Chartered And Singapore's Institute Of Microelectronics Collaborate On Advanced Fine-Pitch Packaging Research
The research is based on the 65nm processes developed by Chartered and its joint development partners, IBM, Infineon Technologies and Samsung Electronics Co. In addition to enabling more choices, the Chartered-IME collaboration means designers could potentially benefit from silicon-proven solutions and modeling tools to characterize the impact of fine-pitch package on silicon early in the design development cycle, which should improve manufacturability and back-end-of the-line yield performance.

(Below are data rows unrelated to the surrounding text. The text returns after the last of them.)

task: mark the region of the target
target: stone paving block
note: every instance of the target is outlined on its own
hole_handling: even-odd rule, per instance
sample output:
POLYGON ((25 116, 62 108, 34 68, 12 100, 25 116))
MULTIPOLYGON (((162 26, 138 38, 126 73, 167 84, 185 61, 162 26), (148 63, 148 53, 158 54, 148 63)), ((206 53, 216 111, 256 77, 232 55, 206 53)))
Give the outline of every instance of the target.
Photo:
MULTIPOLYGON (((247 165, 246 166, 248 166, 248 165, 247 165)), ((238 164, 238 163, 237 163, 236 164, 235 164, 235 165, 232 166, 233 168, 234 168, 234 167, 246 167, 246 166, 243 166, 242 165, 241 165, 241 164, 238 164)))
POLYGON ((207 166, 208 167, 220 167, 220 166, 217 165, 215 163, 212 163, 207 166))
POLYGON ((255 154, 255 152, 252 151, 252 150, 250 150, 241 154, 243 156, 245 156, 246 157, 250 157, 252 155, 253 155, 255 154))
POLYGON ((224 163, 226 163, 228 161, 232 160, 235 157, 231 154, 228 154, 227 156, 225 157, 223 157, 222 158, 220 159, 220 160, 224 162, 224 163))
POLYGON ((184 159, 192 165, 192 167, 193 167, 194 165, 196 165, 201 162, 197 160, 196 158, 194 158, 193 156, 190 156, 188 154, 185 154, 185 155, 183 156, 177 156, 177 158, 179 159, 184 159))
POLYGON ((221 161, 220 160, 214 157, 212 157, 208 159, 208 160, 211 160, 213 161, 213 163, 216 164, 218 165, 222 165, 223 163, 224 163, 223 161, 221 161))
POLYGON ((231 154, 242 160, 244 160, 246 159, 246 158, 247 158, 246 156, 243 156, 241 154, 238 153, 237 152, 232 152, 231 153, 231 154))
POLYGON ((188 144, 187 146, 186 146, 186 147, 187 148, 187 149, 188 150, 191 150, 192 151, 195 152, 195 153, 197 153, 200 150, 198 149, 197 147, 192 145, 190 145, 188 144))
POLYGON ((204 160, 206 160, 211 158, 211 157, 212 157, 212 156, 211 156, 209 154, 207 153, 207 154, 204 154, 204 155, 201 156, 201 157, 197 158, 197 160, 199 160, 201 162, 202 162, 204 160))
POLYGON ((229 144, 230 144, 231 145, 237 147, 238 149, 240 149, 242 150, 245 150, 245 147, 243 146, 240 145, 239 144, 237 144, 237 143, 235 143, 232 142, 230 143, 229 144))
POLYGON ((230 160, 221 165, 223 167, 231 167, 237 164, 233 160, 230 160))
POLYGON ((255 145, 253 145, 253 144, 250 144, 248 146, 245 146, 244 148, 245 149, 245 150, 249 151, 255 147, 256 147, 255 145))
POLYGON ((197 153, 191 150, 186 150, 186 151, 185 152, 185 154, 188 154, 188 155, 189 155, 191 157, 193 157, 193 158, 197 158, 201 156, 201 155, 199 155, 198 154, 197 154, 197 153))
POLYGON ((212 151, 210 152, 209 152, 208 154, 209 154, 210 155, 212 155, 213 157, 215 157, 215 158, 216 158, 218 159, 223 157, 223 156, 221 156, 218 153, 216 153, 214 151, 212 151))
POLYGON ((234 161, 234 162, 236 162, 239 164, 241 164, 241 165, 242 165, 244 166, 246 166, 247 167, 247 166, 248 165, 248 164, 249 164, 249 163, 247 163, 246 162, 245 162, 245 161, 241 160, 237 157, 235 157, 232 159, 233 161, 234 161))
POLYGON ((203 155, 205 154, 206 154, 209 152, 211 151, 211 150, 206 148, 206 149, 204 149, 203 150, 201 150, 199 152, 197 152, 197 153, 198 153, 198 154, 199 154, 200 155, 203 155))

As the industry places increasing value on high-performance, power-driven system-on-chip products with a large number of input/output signal lines and interconnects, fine-pitch packages will require bump chip pitches below 180 micron. However, there is no manufacturing-worthy fine-pitch packaging solution today due to implementation challenges and the complex interaction between the silicon and packaging technology.
"Our collaboration with IME is aimed at developing industry solutions that give the semiconductor industry a silicon-proven fine-pitch packaging solution," said Dr. Liang-Choo "LC" Hsia, senior vice president of technology development at Chartered. "With the transition to 65nm, companies are realizing that having a successful backend packaging strategy is a key to realizing volume ramp quickly and meeting time-to-market goals. Chartered is committed to being a leader in research and development of solutions that support our customers in realizing superior and reliable results in partnership with a value chain."
To meet technically demanding requirements, the research will utilize a large die, copper/low-k test chip structure that has a fine bump pitch. The work will investigate the package-level reliability and optimize the performance against various fine-pitch packaging technologies. These include high-lead solder bump, copper posts and polymer encapsulation. Additionally, modeling tools will be built to capture the correlation between the fine-pitch packaging technologies and test structure stress levels, integrity and performance. Using the modeling results, the impact of under-bump metallurgy on low-k integrity and the compatibility of underfill materials with low-k structures will also be evaluated and characterized.
"The research collaboration integrates IME's proven expertise in back-end packaging know-how with Chartered's success in advanced copper metallization and low-k dielectric process manufacturing," said Professor Dim-Lee Kwong, Executive Director of IME. "We are excited with the opportunity to work together to resolve one of the industry's most challenging back-end integration challenges and provide our mutual customers with a reliable path from manufacturing to final chip packaging."